The results in Table 3 show that the same relative order (alpha-terpineol>tetraglycol) for membrane diffusion rate was obtained using testosterone and Sudan I, but different relative orders were obtained for propylene glycol and isostearic acid.
15 The molecular weight and log(P) values of levonorgestrel (Log(P)=3.48; MW=312.45 grams/mole) were compared with those of the dyes listed in Table 1. Disperse Red I (Log(P)=4.2; MW=314.35 grams/mole) was selected as a model compound for levonorgestrel based on a comparison of these parameters, as well as commercial availability and price.
Saturated solutions of Disperse Red 1 in each of the excipients alpha-terpineol, tetraglycol, isostearic acid and propylene glycol were prepared (4 solutions) in screw cap vials by combining Disperse Red 1 with each excipient in separate vials and agitating the vials overnight at room temperature, then filtering the solutions to remove solid particulates. Saturated solutions of levonorgestrel in each of the excipients alpha-terpineol, tetraglycol, isostearic acid and propylene glycol (4 solutions) were similarly prepared. Membrane diffusion measurements were obtained according to the procedure of Example 1, except that a crosslinked poly(dimethylsiloxane) membrane (0.51 mm thick membrane prepared by casting and thermally curing a curable silicone rubber obtained under the trade designation “DOW SYLGARD SILICONE 184” from Dow Corning Corporation, Midland, Mich.) was used instead of hairless mouse skin.

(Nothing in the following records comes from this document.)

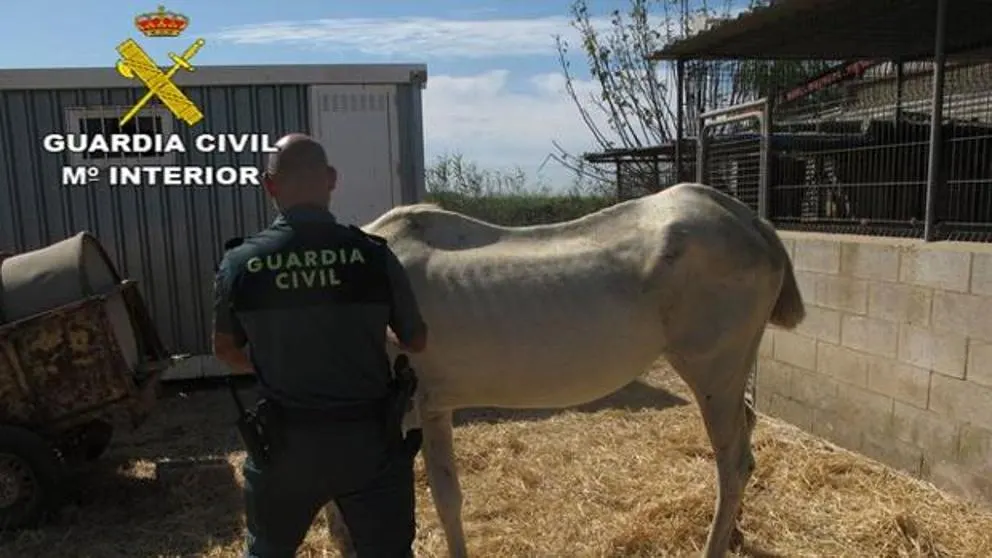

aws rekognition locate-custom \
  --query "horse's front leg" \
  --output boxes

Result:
[421,411,468,558]
[324,500,358,558]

A comparison of the cumulative amount of Disperse Red 1 and levonorgestrel that were delivered across the poly(dimethylsiloxane) membrane into the buffer in the receiver chamber of the Franz cell as a function of time, expressed as micrograms of compound per milliliter of buffer solution (μg/mL), is reported in Table 4 (below).

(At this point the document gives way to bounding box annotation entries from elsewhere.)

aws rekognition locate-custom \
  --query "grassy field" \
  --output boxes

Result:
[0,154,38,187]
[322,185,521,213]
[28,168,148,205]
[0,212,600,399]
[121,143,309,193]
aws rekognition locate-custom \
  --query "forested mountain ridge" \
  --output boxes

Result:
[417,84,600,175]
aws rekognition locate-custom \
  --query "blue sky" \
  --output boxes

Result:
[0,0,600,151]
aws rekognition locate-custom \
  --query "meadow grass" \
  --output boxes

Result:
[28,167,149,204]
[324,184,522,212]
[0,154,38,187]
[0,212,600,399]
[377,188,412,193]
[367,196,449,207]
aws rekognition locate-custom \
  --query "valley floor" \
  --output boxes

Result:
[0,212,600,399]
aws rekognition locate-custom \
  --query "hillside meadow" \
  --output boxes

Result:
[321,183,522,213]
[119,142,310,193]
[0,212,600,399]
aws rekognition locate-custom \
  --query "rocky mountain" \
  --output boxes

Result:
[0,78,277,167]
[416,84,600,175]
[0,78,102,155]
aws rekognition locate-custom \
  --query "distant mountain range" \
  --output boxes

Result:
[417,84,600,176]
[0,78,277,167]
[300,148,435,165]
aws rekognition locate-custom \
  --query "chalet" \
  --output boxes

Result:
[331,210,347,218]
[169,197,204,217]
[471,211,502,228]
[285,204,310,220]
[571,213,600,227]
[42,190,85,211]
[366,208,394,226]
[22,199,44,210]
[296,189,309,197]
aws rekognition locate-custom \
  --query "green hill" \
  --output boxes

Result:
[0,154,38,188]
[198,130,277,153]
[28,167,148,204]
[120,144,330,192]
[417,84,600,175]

The results in Table 4 show that the same relative order (alpha-terpineol>isostearic acid>tetraglycol) for membrane diffusion rate was obtained using levonorgestrel and Disperse Red 1.
Various modifications and alterations of this invention will become apparent to those skilled in the art without departing from the scope and spirit of this invention, and it should be understood that this invention is not to be unduly limited to the illustrated embodiments set forth herein.